I’m a short story writer at heart. For me, the short story is a novel in miniature. It can pack as much punch as the longer work because of all it doesn’t say. As Lionel Shriver once said, “It’s not what you leave in, it’s what you leave out.”
This past fortnight has been all about things in miniature. Firstly, I was fortunate enough to track down Kate Johnstone and her miniature sculpture of Blakemoorgate cottage which is now on display in my residency area. I am using it to inspire my setting; my off grid living conditions of my heroine Jessamine and her father Geraint ‘Rommel’ Wood.

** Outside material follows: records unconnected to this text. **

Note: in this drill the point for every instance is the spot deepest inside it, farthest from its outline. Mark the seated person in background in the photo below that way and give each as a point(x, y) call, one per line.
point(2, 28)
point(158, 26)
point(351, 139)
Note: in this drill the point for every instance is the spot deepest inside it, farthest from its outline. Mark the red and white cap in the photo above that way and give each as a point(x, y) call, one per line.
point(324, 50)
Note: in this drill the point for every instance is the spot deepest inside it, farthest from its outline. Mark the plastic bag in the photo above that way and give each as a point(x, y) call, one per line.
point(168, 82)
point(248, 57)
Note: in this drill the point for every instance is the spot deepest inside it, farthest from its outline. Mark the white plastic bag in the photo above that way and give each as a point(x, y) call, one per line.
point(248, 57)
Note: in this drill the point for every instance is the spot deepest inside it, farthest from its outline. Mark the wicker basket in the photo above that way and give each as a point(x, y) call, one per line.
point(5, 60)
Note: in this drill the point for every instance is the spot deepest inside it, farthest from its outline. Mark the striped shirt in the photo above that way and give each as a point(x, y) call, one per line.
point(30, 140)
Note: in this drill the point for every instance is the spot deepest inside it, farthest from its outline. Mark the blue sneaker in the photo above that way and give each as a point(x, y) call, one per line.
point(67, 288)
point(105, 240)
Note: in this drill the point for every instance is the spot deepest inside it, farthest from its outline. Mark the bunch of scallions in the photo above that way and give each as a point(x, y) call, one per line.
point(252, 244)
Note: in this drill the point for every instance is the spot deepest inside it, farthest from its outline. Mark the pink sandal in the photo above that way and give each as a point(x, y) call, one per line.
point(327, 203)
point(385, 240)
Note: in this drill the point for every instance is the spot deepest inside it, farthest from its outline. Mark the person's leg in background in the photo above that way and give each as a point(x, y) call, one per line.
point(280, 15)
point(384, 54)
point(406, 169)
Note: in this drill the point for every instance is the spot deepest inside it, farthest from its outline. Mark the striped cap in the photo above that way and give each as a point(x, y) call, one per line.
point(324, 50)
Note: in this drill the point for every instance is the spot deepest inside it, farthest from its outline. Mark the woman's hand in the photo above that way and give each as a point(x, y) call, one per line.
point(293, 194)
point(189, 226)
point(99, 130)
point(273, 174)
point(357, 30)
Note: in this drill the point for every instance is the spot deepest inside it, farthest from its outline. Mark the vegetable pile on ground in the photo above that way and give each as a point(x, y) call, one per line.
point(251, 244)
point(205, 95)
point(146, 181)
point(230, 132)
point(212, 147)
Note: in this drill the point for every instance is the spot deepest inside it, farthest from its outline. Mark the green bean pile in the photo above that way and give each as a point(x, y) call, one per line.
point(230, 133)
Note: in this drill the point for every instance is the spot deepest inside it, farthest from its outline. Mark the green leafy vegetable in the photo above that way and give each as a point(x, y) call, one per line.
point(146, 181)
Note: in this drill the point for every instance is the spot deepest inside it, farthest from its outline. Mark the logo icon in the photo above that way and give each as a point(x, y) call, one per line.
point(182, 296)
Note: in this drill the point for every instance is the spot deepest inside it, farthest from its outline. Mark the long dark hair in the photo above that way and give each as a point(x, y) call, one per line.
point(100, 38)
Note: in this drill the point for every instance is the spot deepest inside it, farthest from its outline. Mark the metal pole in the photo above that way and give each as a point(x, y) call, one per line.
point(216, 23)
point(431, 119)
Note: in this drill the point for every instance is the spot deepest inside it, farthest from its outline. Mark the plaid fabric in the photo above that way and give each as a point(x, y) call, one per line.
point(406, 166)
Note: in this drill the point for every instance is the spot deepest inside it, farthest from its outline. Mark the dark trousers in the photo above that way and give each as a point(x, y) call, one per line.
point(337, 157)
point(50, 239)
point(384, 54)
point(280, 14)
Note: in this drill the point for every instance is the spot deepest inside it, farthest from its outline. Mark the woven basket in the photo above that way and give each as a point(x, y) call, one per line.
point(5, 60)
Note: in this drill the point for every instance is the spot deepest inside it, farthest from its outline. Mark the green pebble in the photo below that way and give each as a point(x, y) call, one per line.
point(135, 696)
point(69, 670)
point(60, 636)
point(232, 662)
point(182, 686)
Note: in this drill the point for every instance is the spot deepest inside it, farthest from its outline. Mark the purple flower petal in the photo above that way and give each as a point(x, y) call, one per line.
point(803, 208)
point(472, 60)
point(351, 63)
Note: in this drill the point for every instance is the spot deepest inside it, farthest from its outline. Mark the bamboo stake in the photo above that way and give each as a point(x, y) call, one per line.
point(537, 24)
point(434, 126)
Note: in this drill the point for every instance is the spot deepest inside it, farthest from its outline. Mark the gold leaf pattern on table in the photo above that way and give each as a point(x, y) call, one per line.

Secondly, I’ve been involved in this year’s Shrewsbury Bookfest. I’ve been collaborating with illustrator and children’s author Meg Hawkins on a book we have created called the ‘The Fox that Rocks’ – a story of my Foxy wanting to be part of the band. We tested the words & images on two groups of primary school children with a workshop that asked them to add to the story: where did Fox go in the world to learn a musical instrument from the masters of that instrument? From African thumb pianos to Chinese Zithers, the kids and Fox went global and came up with the most wonderful poems of Pandas in Peru playing Piccolos; of Chaos the bongo-playing rabbit; of hamsters in Hawaii that strummed on ukuleles. Meg and I then set up stall in the Shrewsbury Square where a celebration of all things Julia Donaldson invited more poems of pets teaching Fox to rock. Amazing what a young creative mind can invent within four lines on a rain drenched Saturday. Poets and stories in miniature; sometimes they can be the most inspiring to us all.
Meg and I now have the exciting job of collating all those small wonders into a book that will be on display in Shrewsbury Museum & Art Gallery. It will be exhibited alongside Kate’s miniature squatter’s cottage which I thoroughly recommend you come and see. I’ve also been preparing a paper for the European Short Fiction conference on May 13th. It’s perhaps why I can’t stop thinking about my novel in miniature; punch-packing episodes or vignettes, if you like, that capture Webb’s poetic pastoral vision amidst the innocent young thoughts of my Hazel. But I also came across a wonderful story in my research last week and decided to package it up as neatly as I could to see if the episodic form was a goer. And because it’s what the children see that becomes the real story:
In 1865, the Rev Donald Carr was found wandering in deep snow on the lower ravines of the Mynd. He had been missing for over twenty two hours. When found, by a pack of collies rounding up the sheep, he was snow-choked and mad with cold. Although his burst wrecks of boots remain on display in the Shrewsbury Museum alongside a battered memoir of his adventure, and although many still reference the Reverend’s struggle and nearly-death as epitomising life’s great journey, he is most remembered for being the bogeyman that rose out of the drifts and snatched the coats from the backs of the children who had dared to play in his way.